By: David Kindy
Posted: Apr 22, 2019 @ 6:00 AM
Watershed Action Alliance event addresses water issues
It might not be too long before there are serious issues.
You walk to the sink, turn on the faucet and the water flows freely. That simple action is one of the reasons why this most precious resource is often taken for granted. Because it is so easy to access, most people rarely give a thought to water – unless there is a problem.
And it might not be too long before there are serious issues. Climate change, drought, development, pollution, loss of wetlands and other stressors could have devastating effects on the local water supply. Some communities already enforce restrictions on a year-round basis.
The annual conference of the Watershed Action Alliance sought to address many of these concerns. Titled ”Water: New England’s Next Big Challenge,” the daylong session featured experts from around the region discussing current and future threats and what can be done to mitigate them.
Topics covered water quality and quantity, water stressors, climate change, water replenishment, development trends, municipality preparedness and weather projections. The conference offered expertise, experience and the diverse perspectives of numerous local specialists in coming to grips with some difficult problems.

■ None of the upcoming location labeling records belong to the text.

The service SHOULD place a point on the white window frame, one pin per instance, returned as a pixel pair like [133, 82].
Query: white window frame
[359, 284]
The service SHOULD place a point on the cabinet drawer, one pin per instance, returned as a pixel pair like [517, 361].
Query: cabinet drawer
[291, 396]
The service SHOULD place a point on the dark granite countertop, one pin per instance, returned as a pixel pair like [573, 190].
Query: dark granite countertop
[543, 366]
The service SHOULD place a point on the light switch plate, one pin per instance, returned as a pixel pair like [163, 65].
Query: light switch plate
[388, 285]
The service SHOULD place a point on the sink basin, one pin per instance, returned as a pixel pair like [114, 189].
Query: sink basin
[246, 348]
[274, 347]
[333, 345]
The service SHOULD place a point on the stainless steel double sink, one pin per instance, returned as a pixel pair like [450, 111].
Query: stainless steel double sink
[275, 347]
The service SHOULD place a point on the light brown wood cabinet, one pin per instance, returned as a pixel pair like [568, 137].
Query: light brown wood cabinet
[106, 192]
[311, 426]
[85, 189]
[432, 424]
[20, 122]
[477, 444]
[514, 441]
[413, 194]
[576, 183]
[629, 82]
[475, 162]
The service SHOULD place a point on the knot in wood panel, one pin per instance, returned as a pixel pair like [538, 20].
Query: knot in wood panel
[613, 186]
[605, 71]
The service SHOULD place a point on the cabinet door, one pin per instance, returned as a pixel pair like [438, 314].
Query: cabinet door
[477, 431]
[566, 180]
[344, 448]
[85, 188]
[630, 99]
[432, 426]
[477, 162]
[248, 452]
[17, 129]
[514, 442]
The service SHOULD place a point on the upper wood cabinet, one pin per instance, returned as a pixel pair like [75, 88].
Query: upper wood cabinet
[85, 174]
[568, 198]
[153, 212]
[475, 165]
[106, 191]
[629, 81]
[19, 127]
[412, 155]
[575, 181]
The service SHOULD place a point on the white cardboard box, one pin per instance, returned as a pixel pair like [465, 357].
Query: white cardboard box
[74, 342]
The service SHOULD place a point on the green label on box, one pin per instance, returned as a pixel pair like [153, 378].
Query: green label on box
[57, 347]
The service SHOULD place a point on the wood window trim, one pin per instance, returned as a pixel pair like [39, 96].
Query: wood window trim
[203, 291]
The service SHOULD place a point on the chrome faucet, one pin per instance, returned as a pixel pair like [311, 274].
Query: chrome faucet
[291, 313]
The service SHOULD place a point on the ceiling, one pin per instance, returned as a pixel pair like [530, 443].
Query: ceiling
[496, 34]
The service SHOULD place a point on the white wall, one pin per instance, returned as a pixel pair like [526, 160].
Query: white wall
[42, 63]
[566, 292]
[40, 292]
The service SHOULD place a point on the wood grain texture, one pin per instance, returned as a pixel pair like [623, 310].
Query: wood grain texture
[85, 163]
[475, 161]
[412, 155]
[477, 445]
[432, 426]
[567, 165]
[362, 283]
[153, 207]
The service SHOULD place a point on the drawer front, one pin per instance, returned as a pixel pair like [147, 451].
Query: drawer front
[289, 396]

Speakers included John Mullaney, a groundwater specialist with the New England Water Science Center of the U.S. Geological Survey, Joanne Zygmunt, commissioner of the Central Plymouth County Water District Commission, Eric Walberg, senior program leader for Climate Services at Manomet Inc., Sara Burns, water resource scientist with The Nature Conservancy, and Bill Napolitano, environmental program director of the Southeastern Regional Planning and Economic Development District.
Principal speaker was Alex Hackman, a restoration ecologist and cranberry bog program manager for the Division of Ecological Restoration at the Massachusetts Department of Fish and Game. He discussed the importance of restoring wetlands to create ecological dynamism.
Hackman stated that that restoration means different things to different people. He outlined what communities need to do and how to do it right.
“Wetland and stream restoration projects can help local communities address current and future water issues,” he said. “Repairing key physical drivers of aquatic ecosystems, such as the natural movement and storage of water, allows them to be more healthy and dynamic. Restoration projects can produce outcomes that seem like miracles – and we can make them happen in our communities.”
The afternoon session also featured presentations by several member organizations about their programs to protect water quality and quantity: Neponset River Watershed Association, North and South Rivers Watershed Association, Jones River Watershed Association, Six Ponds Improvement Association, Herring Ponds Watershed Association, Barnstable Clean Water Coalition and Save the Bay – Narragansett Bay.